Is “succession planning” in an operating agreement essentially a section that deals with the transfer of membership interest in the event a member wishes to sell their interest, dies, is declared incompetent or goes bankrupt?

If those events are covered, does the operating agreement “provide for succession?”

Or, does providing for succession involve more specifics as to what qualifications a new member must have in order to become a voting member versus an assignee?

– Laurie, Texas


Most “template” operating agreements have transfer of membership interest provisions that essentially state that if a membership interest is transferred involuntarily, the transferee does not have voting rights unless the other members agree.

A provision like the above gives the LLC charging order protection, and is an asset protection tool. There is some adverse caselaw (in the bankruptcy context) when single member LLCs try this technique. Advanced asset protection is a tricky area of the law, and prone to abuse.
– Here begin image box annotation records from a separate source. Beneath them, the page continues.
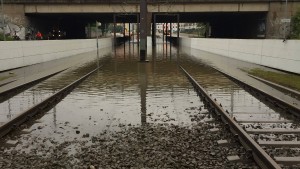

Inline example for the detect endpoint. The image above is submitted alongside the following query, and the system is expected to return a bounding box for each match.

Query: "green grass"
[0,33,13,41]
[244,68,300,91]
[0,75,14,81]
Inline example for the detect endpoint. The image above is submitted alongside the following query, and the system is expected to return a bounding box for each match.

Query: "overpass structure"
[4,0,300,39]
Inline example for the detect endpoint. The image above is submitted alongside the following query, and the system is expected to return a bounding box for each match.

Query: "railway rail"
[180,66,300,169]
[0,67,100,138]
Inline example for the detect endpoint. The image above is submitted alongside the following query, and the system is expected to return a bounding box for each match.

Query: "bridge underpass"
[26,12,267,39]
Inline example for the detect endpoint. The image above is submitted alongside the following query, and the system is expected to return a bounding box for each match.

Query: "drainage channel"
[0,65,98,138]
[181,67,300,168]
[0,43,258,168]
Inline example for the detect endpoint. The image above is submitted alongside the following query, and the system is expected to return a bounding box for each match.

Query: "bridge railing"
[4,0,290,4]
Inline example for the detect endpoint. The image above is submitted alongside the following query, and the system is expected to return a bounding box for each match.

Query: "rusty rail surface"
[0,68,99,138]
[180,66,281,169]
[216,69,300,117]
[4,0,300,4]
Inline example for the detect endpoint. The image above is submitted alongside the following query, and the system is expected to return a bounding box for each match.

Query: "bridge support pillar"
[140,0,148,62]
[152,14,156,46]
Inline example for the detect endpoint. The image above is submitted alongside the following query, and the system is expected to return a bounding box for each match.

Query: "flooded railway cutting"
[0,44,298,168]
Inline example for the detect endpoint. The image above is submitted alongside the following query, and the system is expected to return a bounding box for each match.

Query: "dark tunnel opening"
[27,12,267,39]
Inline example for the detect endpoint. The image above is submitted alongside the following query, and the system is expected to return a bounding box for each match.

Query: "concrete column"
[140,0,148,61]
[152,14,156,46]
[266,2,297,39]
[114,14,117,46]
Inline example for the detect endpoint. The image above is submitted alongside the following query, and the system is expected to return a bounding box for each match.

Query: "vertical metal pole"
[152,14,156,46]
[162,24,165,43]
[283,0,288,40]
[177,14,180,45]
[114,14,117,46]
[136,15,140,47]
[132,23,135,43]
[128,22,131,43]
[96,21,99,68]
[123,22,126,46]
[170,22,173,45]
[165,23,168,43]
[140,0,148,61]
[1,0,6,41]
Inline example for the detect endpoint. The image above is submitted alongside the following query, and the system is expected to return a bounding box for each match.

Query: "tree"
[291,9,300,39]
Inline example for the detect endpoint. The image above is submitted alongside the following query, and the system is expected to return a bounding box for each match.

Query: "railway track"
[180,66,300,169]
[0,67,99,138]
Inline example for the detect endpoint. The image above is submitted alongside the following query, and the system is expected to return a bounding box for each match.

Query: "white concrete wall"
[180,38,300,74]
[0,38,112,71]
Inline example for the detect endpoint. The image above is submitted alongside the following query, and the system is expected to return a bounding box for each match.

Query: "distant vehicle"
[48,29,66,40]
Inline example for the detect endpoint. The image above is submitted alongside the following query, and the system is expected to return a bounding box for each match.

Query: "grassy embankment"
[244,68,300,91]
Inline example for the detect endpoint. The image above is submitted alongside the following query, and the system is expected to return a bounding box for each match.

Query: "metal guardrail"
[0,68,99,138]
[4,0,300,4]
[180,66,281,169]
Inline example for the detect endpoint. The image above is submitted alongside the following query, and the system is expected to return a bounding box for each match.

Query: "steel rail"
[0,68,68,103]
[180,66,281,169]
[214,68,300,117]
[0,68,99,138]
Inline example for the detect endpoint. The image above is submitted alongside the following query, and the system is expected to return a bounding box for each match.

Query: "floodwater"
[0,40,294,166]
[0,41,290,145]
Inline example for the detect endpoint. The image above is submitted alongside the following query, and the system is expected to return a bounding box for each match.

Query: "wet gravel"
[0,111,258,169]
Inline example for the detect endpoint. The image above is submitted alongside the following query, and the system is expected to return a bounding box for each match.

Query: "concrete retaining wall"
[0,38,112,71]
[180,38,300,74]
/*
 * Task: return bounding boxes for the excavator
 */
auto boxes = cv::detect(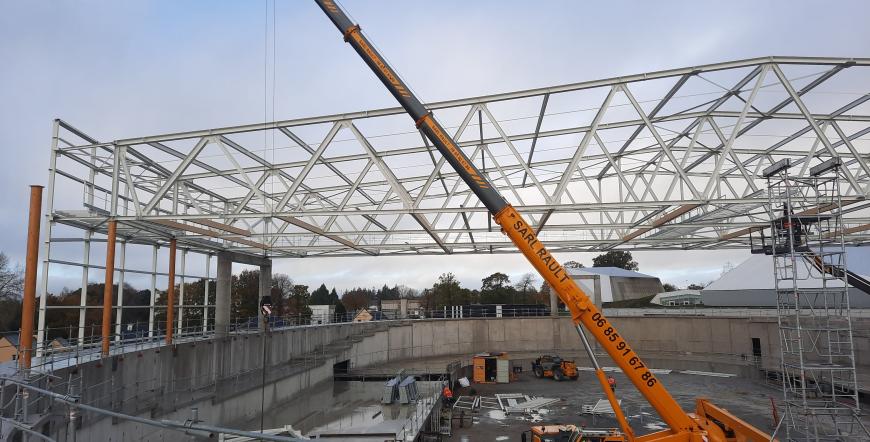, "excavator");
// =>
[315,0,771,442]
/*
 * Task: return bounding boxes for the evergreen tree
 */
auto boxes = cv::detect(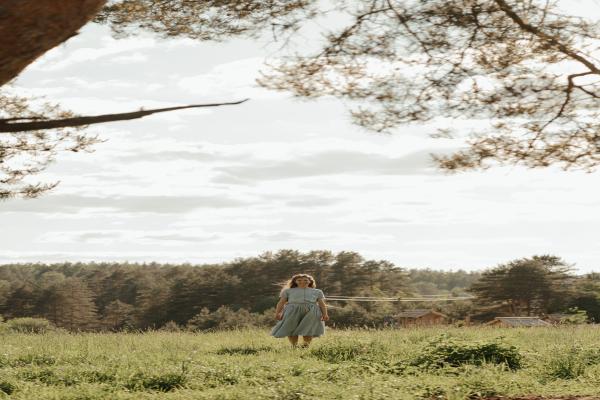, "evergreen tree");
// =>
[470,256,572,316]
As a general rule, once you start getting into the finer details of clauses in operating agreements, you really need to think about consulting an attorney.

Services like Legalzoom and their cohorts are excellent resources for routine filings such as setting up your LLC and acting as registered agent and even for giving you a template operating agreement.

When you get into asset protection and the like, you must consult an attorney. Drafting a complex contract based on what “some guy on the internet” told you is foolish–even if “that guy” is me!

My suggestion is that you use online services like Legalzoom to do the routine filings, and use the savings from that to hire an attorney to write a customized operating agreement for your LLC.

An LLC membership interest is an asset like a share of stock, and in that sense, upon the death of the owner, it will be distributed according to the decedent’s will (or in the absence of a will, via state law). What rights the person inheriting the membership interest will have in terms of control of the LLC, voting rights, the right to force distributions of profits and so forth, is determined by the operating agreement. That is where the asset protection issues discussed above come into play.